Autocalibration failing?

Hi,

I’m trying to get the microscope to auto-calibrate, but I keep getting the error “Moved the stage by [32768,0,0] but saw no motion.”

It’s moving, and it’s in focus, so I’m wondering what else I’m doing wrong.

Thanks!
Dan

Hello, try to other slide.

Hi Dan, that’s very strange - it suggests the image analysis code that’s responsible for tracking motion of the stage is going wrong. The first thing I’d ask is whether the stage is visibly moving - but you’ve answered that. Trying a different sample might help - and if it does, it would be great if you could post an image of the sample that didn’t work.

Actually, it would be great if you could post a few images, with differing distances between them (e.g. change X by 1, 10, 100, 1000 steps in the “navigate” pane). Then it’s possible to run the camera-stage-mapping image analysis code on it to check what’s failing.

My hunch is that the most likely problem is that something’s gone wrong with the stream and the images that are being used for tracking are all blank. If that’s the case, it won’t work even with a new sample. You can test that by going to http://microscope.local:5000/api/v2/streams/snapshot - if you see an image, it’s working correctly.

Hi Richard,

Thanks for getting back to me. I think I figured out the issue. Part of it is PEBKAC, part missing/hidden docs.

Firstly, I was miscalibrating/whitebalancing the camera. There were lots of pretty, mottled colors all over the FOV. Finding the right position for the illumination was a bit tricky, but I’ve got it down to only 3-4 patches of pink and green dapples in the image. I’m sure this was confusing the mapping algorigthm.

Is the camera calibration process described in some docs that I haven’t found, yet? I.e., use a flat, white image, don’t use something with discernible features, etc.?

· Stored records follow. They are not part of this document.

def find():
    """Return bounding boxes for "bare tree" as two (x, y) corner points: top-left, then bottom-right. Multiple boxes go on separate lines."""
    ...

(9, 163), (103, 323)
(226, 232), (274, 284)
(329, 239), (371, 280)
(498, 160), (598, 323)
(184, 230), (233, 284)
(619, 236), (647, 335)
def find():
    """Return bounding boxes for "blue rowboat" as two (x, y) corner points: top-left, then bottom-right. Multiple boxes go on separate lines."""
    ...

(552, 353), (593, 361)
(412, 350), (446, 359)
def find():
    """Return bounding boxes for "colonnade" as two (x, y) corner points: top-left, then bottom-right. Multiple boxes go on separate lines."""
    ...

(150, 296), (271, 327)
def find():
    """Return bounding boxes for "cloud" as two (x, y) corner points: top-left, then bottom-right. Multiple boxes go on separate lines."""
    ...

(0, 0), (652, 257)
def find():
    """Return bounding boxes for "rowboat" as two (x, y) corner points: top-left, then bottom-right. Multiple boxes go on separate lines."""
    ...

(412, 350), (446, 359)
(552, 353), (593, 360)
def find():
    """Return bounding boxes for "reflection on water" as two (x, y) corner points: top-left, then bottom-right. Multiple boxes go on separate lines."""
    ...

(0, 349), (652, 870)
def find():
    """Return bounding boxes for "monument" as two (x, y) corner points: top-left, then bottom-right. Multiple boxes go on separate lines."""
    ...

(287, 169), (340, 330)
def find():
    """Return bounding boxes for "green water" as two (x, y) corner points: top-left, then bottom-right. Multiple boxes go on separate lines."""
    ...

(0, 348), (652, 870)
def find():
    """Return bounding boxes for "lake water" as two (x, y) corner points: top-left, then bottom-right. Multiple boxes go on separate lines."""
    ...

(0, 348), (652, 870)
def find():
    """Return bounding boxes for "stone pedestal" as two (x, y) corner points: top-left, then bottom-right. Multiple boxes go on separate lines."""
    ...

Secondly, it was NOT actually focussed on the prepared sample (I’m using Amscope prepared slides). Stupid me, I inserted the slide upside down so it was focussing on the dust on the slide. Reversing it allowed for the proper cover glass thickness to be accounted for by the plan 40 objective lens.

My background is astronomy - point the telescope at the white spot in the dome, turn on the quartz lamps, take flat images for image calibration. Objects are always up in the sky - can’t turn those over.

:wink:

Best!
Dan

1 Like

Actually, I fiddled with the illumination stand a bit more and produced an nice evenly illuminated FOV.

Brilliant, well done! We should document how to align the illumination and then calibrate it - Joel started on this with the calibration “tour” that runs when you first start the microscope, but in brief the procedure is:

  • Adjust the illumination (height and X/Y position) to maximise brightness. You probably need to alternate between adjusting height and adjusting lateral position a few times to optimise it, until you get a feel for it. Once it’s set up, you’re more likely to need to tweak Z because it’s been knocked; X and Y should be fairly stable.
  • Place a sample in (coverslip down) and focus on it
  • Remove the sample and calibrate the camera
  • Replace the sample, re-focus, and calibrate the stage

If anybody felt like writing this up for the handbook/instructions I’d be delighted to include it… it’s on our to do list, but that’s always a longer list than we can get through!